Tim Bray equates phishing websites to crooks in plain sight which makes no sense and asks what he is missing.  Well, Tim.  They are not crooks in plain sight but stolen getaway cars.  Those websites are either zombies*, parasites*, or simply setup with stolen credit cards by crooks.

Phishers populate phishing websites with pages that mimic financial websites and a CGI that forwards submitted passwords and credit card numbers to a public channel such as newsgroups where crooks can recover the goods without leaving traces pointing back to them.  To prevent others from stealing the goods in transit, they either encrypt them or hide them inside multimedia files.

Fortunately, there are no efficient market infrastructures for stolen authentication devices yet.  So phishing currently impacts customer support most severely with each phishing attack generating high number of calls and emails for the targeted financial service.  But spear phishing** is expected to change that in the near future.

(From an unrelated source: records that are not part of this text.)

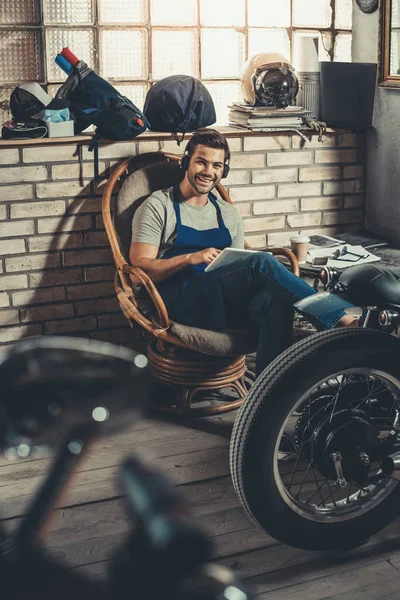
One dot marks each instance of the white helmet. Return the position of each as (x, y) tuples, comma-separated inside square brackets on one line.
[(269, 80)]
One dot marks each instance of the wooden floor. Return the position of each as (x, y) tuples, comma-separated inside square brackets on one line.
[(92, 522)]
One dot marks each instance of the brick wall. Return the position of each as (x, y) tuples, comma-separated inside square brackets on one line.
[(55, 266)]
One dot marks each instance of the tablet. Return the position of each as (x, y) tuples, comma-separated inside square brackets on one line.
[(227, 256)]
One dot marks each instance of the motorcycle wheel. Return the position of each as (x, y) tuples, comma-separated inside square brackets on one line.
[(338, 390)]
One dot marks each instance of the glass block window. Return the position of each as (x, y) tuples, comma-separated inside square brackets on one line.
[(134, 43)]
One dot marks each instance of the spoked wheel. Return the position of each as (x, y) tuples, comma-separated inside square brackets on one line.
[(308, 443)]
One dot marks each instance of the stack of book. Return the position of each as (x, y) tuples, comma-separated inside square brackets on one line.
[(264, 118)]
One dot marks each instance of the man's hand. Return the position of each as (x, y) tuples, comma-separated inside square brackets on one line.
[(204, 256)]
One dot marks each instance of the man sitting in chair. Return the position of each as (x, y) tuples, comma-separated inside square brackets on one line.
[(181, 230)]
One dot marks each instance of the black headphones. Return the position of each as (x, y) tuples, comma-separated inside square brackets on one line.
[(186, 159)]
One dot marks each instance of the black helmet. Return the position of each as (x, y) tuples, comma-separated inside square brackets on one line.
[(269, 80)]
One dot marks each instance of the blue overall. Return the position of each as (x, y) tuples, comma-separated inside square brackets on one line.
[(255, 292)]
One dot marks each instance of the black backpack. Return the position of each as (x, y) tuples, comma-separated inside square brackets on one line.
[(179, 104), (94, 101)]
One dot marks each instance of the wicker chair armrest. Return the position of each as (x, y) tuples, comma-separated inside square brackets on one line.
[(152, 291)]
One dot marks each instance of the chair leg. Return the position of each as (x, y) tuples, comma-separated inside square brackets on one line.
[(191, 375)]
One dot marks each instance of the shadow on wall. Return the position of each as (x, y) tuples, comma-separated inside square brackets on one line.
[(73, 293)]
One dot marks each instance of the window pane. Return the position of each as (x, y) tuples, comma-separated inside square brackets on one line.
[(122, 11), (269, 13), (223, 12), (68, 11), (224, 93), (174, 52), (344, 14), (324, 45), (19, 11), (135, 92), (21, 53), (343, 47), (176, 12), (222, 53), (312, 13), (269, 40), (79, 41), (123, 54)]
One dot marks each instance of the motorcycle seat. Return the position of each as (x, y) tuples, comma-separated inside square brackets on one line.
[(372, 284)]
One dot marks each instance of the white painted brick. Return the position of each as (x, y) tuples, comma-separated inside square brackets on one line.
[(320, 173), (327, 141), (355, 186), (43, 296), (103, 273), (75, 171), (42, 243), (32, 262), (70, 325), (304, 220), (12, 247), (51, 153), (9, 156), (4, 300), (87, 257), (266, 143), (252, 192), (283, 159), (247, 161), (291, 190), (120, 150), (355, 172), (274, 176), (94, 307), (95, 238), (9, 317), (263, 223), (84, 205), (21, 174), (16, 192), (16, 228), (345, 216), (320, 203), (244, 209), (62, 189), (354, 201), (90, 290), (335, 156), (37, 209), (80, 223), (55, 278), (348, 139), (257, 242), (13, 282), (237, 178), (11, 334), (153, 146), (111, 321), (279, 239), (45, 313), (274, 207)]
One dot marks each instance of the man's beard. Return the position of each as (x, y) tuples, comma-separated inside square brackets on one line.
[(200, 190)]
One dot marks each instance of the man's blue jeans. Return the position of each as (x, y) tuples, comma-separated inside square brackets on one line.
[(255, 292)]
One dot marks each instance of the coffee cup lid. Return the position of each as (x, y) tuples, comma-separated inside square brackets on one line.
[(300, 239)]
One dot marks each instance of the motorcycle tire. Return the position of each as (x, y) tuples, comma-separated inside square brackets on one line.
[(260, 422)]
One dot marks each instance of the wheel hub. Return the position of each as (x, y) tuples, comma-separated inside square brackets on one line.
[(347, 434)]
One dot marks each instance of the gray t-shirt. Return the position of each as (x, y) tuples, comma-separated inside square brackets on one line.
[(154, 222)]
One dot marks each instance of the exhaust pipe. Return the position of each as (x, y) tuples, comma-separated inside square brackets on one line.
[(391, 466)]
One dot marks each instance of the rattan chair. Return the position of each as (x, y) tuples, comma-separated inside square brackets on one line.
[(187, 359)]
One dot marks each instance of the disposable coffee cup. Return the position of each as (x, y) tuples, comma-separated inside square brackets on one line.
[(299, 246)]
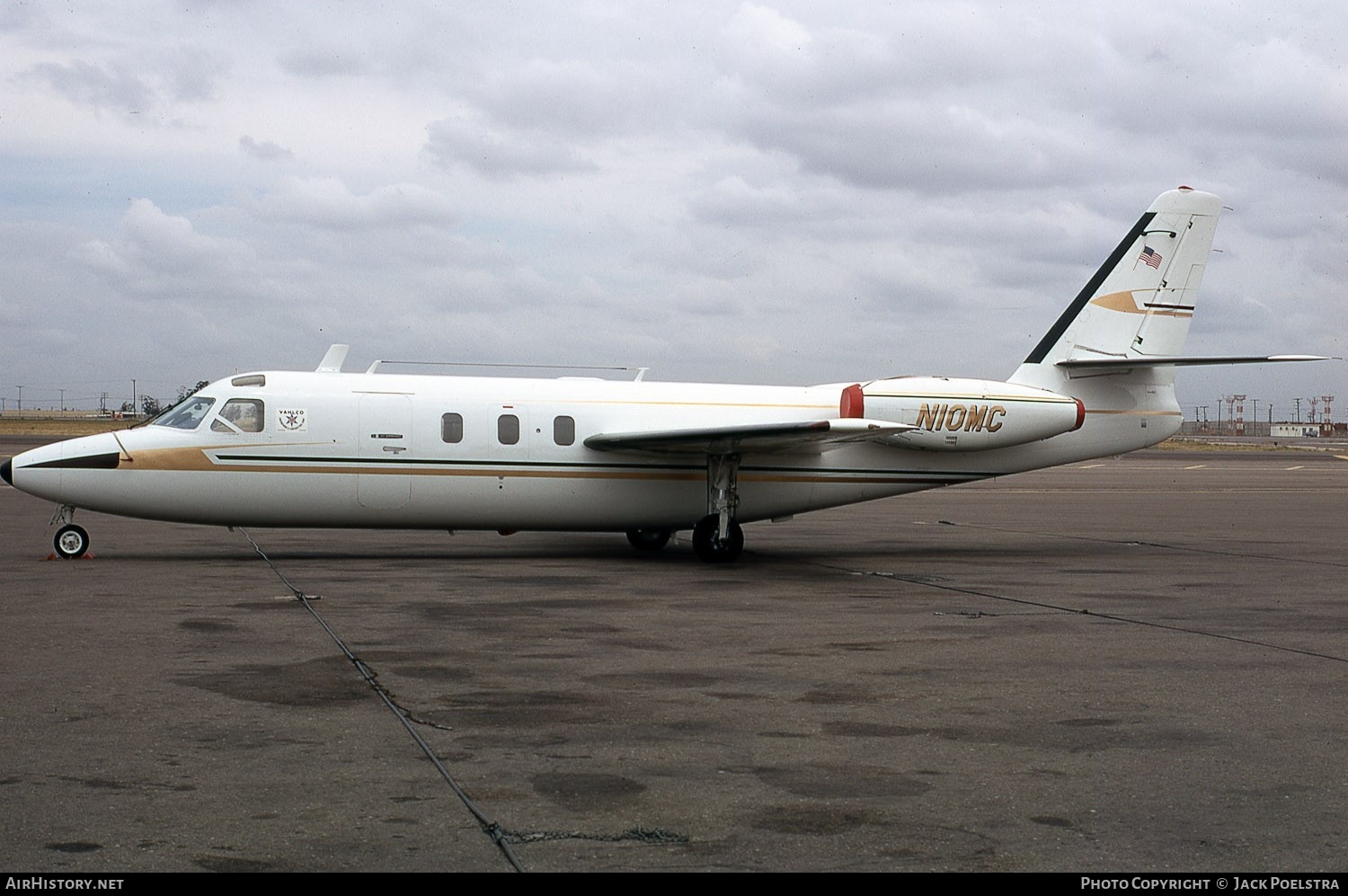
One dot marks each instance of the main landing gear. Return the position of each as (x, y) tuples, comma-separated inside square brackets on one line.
[(717, 537), (72, 542)]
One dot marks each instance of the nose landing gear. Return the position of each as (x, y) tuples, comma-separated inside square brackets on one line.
[(72, 542)]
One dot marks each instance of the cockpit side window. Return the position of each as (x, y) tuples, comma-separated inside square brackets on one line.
[(186, 415), (239, 415)]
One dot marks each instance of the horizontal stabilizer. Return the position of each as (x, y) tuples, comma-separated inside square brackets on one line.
[(1135, 361), (771, 439), (333, 359)]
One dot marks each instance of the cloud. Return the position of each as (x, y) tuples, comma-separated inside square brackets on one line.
[(264, 151), (501, 153), (328, 204)]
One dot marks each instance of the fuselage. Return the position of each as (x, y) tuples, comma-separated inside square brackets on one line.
[(326, 448)]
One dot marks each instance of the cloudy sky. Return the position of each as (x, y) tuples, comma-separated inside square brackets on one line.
[(739, 191)]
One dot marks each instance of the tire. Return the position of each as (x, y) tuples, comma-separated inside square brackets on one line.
[(708, 545), (649, 539), (72, 542)]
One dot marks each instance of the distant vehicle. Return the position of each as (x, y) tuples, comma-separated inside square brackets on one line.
[(332, 448)]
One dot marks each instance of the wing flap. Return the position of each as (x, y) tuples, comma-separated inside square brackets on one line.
[(809, 437)]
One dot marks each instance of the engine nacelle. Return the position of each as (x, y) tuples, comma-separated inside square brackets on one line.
[(962, 415)]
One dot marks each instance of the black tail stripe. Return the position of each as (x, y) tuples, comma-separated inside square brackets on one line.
[(1088, 291)]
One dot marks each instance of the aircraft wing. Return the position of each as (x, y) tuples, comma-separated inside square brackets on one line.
[(811, 437)]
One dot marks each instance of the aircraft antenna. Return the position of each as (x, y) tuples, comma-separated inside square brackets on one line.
[(641, 371)]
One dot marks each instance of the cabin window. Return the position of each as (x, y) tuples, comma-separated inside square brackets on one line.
[(239, 415), (452, 428), (188, 414), (507, 429), (563, 430)]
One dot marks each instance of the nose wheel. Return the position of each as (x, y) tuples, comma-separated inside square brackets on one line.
[(72, 542)]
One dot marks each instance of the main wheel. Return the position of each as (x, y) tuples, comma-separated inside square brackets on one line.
[(708, 543), (72, 542), (647, 539)]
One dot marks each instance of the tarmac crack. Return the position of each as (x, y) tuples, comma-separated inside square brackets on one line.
[(1043, 605), (492, 829), (1157, 545)]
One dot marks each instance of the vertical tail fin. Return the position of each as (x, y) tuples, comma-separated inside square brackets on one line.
[(1140, 301)]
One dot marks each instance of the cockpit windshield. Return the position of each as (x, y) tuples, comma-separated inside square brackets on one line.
[(185, 415)]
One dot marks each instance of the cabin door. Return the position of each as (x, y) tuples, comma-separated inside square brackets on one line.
[(386, 442)]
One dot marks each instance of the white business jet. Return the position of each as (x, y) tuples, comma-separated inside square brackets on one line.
[(332, 448)]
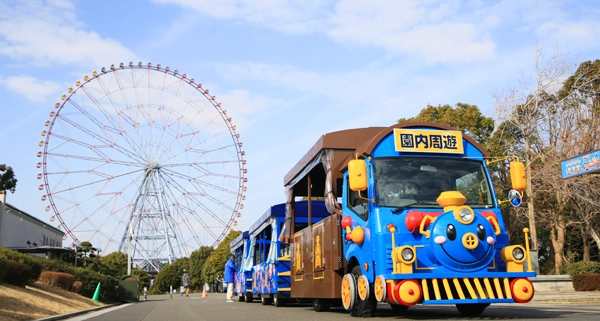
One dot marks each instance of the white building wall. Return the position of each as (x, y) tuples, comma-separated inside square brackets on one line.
[(16, 228)]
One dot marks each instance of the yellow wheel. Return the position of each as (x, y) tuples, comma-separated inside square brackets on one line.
[(362, 286), (380, 288), (522, 290), (348, 291)]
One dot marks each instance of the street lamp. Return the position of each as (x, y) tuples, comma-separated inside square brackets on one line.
[(74, 248)]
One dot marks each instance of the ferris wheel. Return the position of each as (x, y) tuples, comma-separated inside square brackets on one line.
[(142, 156)]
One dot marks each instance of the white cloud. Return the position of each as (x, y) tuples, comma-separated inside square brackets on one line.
[(32, 89), (580, 35), (436, 30), (242, 106), (293, 16), (43, 33)]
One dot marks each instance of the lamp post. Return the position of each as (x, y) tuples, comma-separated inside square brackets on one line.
[(75, 251)]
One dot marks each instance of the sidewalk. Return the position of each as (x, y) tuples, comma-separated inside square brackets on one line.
[(566, 296), (542, 297)]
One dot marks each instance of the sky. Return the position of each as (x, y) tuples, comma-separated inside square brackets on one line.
[(287, 71)]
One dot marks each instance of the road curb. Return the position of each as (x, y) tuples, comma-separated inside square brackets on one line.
[(72, 314)]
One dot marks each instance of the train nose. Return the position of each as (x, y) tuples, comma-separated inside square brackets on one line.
[(470, 241)]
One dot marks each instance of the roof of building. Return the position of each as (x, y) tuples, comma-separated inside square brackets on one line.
[(33, 218)]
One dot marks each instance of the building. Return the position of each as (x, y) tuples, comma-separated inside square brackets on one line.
[(24, 233)]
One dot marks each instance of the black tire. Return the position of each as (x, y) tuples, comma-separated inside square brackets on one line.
[(362, 308), (471, 310), (398, 308), (321, 305), (279, 302)]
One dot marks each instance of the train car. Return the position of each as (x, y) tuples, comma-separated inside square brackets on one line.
[(418, 222), (240, 247), (269, 259)]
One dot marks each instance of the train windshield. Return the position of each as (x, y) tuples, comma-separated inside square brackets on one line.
[(418, 181)]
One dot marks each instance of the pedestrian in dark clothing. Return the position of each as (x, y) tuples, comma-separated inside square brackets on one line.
[(229, 276), (185, 281)]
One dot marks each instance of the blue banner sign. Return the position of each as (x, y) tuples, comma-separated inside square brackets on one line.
[(583, 164)]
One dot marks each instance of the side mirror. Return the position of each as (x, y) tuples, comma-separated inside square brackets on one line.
[(515, 198), (357, 175), (517, 176)]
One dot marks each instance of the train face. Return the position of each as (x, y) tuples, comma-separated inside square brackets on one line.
[(421, 225)]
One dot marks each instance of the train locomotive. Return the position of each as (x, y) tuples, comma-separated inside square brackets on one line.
[(413, 218)]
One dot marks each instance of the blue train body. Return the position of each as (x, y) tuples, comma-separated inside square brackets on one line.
[(264, 261), (412, 218)]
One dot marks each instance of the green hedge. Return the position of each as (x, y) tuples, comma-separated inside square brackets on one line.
[(88, 278), (34, 263), (3, 263), (586, 282), (576, 268)]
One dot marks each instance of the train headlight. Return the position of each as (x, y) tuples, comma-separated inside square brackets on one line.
[(464, 214), (514, 257), (518, 253), (407, 254)]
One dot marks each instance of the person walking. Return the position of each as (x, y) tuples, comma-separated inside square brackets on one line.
[(185, 281), (217, 282), (229, 276)]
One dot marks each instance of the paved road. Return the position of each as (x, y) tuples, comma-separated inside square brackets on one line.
[(214, 308)]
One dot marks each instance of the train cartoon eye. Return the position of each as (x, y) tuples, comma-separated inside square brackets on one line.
[(480, 232), (451, 232)]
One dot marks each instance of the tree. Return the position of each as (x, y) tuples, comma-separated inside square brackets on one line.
[(170, 276), (557, 115), (522, 108), (86, 252), (8, 181), (197, 260)]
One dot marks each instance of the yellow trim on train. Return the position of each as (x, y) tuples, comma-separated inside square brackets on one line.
[(466, 288)]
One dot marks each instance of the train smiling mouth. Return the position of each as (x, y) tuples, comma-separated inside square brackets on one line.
[(463, 262)]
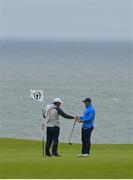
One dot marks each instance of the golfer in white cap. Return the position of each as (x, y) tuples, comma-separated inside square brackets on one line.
[(51, 114)]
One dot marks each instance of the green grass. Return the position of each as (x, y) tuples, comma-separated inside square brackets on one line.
[(23, 159)]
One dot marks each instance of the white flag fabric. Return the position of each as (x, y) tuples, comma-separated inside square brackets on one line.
[(36, 95)]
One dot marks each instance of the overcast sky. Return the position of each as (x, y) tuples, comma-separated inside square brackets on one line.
[(67, 19)]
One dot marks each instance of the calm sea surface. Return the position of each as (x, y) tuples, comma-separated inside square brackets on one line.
[(71, 71)]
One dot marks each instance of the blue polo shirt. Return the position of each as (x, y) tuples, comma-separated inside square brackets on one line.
[(88, 117)]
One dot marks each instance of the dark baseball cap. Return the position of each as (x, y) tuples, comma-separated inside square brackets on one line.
[(87, 100)]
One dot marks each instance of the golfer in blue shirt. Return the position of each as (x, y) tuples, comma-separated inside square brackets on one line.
[(87, 126)]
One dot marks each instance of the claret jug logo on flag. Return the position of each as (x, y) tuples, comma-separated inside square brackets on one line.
[(36, 95)]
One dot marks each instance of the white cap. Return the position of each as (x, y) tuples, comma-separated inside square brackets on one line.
[(58, 100)]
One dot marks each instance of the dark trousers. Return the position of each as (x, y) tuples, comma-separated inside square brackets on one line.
[(52, 137), (86, 142)]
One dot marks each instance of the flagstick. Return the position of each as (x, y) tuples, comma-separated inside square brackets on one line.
[(42, 134)]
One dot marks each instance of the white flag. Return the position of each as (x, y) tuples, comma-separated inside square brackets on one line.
[(36, 95)]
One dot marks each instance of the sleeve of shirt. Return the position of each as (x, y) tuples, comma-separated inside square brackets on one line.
[(81, 117), (90, 117), (63, 114)]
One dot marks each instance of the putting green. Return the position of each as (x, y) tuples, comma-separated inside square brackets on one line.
[(23, 159)]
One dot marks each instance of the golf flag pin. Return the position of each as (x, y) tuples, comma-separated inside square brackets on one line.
[(36, 95)]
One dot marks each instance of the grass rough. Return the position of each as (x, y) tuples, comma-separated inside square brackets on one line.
[(22, 159)]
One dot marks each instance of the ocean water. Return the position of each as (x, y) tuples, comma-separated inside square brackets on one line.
[(71, 71)]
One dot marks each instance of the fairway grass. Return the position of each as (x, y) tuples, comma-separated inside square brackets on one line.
[(20, 159)]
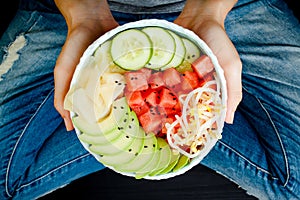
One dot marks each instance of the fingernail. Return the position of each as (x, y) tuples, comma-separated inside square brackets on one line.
[(68, 126), (230, 117)]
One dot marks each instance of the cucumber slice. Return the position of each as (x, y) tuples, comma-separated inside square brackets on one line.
[(131, 49), (163, 47), (192, 51), (179, 52)]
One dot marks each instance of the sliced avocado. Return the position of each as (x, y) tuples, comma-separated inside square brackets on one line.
[(165, 156), (174, 160), (119, 112), (99, 139), (127, 135), (86, 127), (150, 167), (128, 154), (143, 158)]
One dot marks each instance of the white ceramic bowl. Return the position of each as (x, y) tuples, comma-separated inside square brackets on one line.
[(184, 33)]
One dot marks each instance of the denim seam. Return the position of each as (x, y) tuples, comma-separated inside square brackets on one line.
[(249, 161), (280, 141), (17, 143), (57, 168), (278, 137)]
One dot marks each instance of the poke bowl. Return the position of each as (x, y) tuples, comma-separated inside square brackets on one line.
[(148, 99)]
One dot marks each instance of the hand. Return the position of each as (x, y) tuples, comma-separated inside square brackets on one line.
[(86, 21), (206, 19)]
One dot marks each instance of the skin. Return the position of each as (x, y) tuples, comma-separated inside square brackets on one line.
[(87, 20)]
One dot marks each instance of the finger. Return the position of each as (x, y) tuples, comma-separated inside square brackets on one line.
[(234, 92)]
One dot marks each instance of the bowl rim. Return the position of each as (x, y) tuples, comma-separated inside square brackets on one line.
[(183, 32)]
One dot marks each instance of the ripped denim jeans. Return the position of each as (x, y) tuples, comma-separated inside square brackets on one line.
[(259, 152)]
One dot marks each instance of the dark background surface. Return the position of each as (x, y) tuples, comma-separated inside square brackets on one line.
[(198, 183)]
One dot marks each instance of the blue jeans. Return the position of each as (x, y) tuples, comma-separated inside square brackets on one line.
[(259, 152)]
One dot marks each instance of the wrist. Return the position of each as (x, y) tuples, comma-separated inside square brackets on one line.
[(202, 11)]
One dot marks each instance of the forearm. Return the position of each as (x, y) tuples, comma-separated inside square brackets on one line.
[(200, 11), (92, 14)]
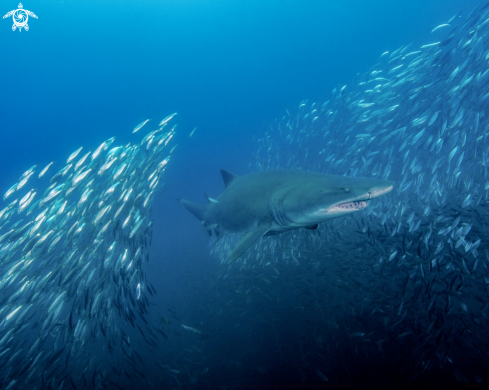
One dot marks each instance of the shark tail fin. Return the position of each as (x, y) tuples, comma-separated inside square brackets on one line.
[(196, 209)]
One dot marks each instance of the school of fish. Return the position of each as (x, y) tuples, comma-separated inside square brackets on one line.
[(415, 265), (71, 259)]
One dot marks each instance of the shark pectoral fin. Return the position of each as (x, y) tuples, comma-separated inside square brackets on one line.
[(248, 239)]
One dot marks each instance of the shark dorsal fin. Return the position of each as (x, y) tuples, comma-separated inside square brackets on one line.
[(228, 177), (209, 199)]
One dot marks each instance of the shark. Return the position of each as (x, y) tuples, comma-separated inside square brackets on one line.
[(274, 201)]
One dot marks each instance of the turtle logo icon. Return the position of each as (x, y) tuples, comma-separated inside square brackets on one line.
[(20, 17)]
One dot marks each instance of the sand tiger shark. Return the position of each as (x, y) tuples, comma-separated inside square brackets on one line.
[(271, 202)]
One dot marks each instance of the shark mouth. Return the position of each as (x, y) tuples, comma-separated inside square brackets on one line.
[(350, 206)]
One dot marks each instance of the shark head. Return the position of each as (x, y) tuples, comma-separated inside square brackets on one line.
[(322, 197)]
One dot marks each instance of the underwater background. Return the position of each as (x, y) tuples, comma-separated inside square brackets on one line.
[(245, 74)]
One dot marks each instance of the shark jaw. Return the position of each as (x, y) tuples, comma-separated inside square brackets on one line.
[(340, 209)]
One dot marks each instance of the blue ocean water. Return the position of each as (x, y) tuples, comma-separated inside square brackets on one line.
[(87, 71)]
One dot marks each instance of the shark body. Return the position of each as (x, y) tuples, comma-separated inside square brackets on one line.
[(270, 202)]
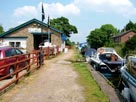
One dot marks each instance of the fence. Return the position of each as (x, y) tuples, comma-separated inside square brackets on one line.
[(32, 62)]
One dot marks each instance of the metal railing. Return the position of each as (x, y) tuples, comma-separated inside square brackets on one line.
[(33, 61)]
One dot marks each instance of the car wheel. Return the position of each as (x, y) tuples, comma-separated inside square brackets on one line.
[(126, 94), (11, 71)]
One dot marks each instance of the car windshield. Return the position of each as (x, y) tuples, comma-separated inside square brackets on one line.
[(131, 65)]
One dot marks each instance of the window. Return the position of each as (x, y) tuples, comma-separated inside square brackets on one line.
[(18, 52), (12, 44), (15, 44)]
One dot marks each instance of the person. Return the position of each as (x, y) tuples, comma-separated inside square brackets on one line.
[(114, 57)]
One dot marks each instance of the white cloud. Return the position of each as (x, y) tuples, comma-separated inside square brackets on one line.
[(123, 7), (25, 11), (58, 9), (54, 9)]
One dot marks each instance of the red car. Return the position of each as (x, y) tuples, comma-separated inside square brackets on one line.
[(5, 58)]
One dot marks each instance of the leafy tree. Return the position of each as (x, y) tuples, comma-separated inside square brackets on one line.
[(63, 24), (130, 26), (102, 36), (1, 29)]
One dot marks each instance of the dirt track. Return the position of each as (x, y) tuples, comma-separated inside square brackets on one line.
[(54, 82)]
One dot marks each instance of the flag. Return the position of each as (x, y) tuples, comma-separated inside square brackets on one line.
[(43, 15), (48, 21)]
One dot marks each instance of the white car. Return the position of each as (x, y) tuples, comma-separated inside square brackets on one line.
[(106, 60)]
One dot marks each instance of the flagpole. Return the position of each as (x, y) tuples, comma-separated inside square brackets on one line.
[(43, 17), (48, 28)]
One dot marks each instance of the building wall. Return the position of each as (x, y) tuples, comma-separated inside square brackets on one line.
[(24, 32), (127, 36)]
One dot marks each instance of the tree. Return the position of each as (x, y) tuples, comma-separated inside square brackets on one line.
[(63, 24), (130, 26), (102, 36), (1, 29)]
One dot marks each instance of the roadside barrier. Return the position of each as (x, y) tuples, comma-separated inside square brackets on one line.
[(22, 67)]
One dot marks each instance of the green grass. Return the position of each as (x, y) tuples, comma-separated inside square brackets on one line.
[(92, 91)]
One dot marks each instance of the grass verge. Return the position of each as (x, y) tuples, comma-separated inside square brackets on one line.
[(92, 91)]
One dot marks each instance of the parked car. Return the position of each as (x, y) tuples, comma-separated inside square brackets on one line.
[(5, 58), (89, 52), (107, 61), (127, 85)]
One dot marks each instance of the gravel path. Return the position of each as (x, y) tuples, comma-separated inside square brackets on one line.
[(54, 82)]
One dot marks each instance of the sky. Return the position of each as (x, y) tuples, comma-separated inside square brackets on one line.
[(86, 15)]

If you are interested in anti-phishing technologies, take a look at PassMark Security which offers a simple yet elegant solution.

Disclaimer: PassMark is a client of mine.

* I prefer to differentiate zombies from parasites by defining zombies as compromised home computers with broadband connection and parasites as hidden webapps running inside compromised public websites.

** Spear phishing is where, instead of targetting millions with generic attacks, phishers target just a handful of rich individuals with designer attacks based on target-specific information.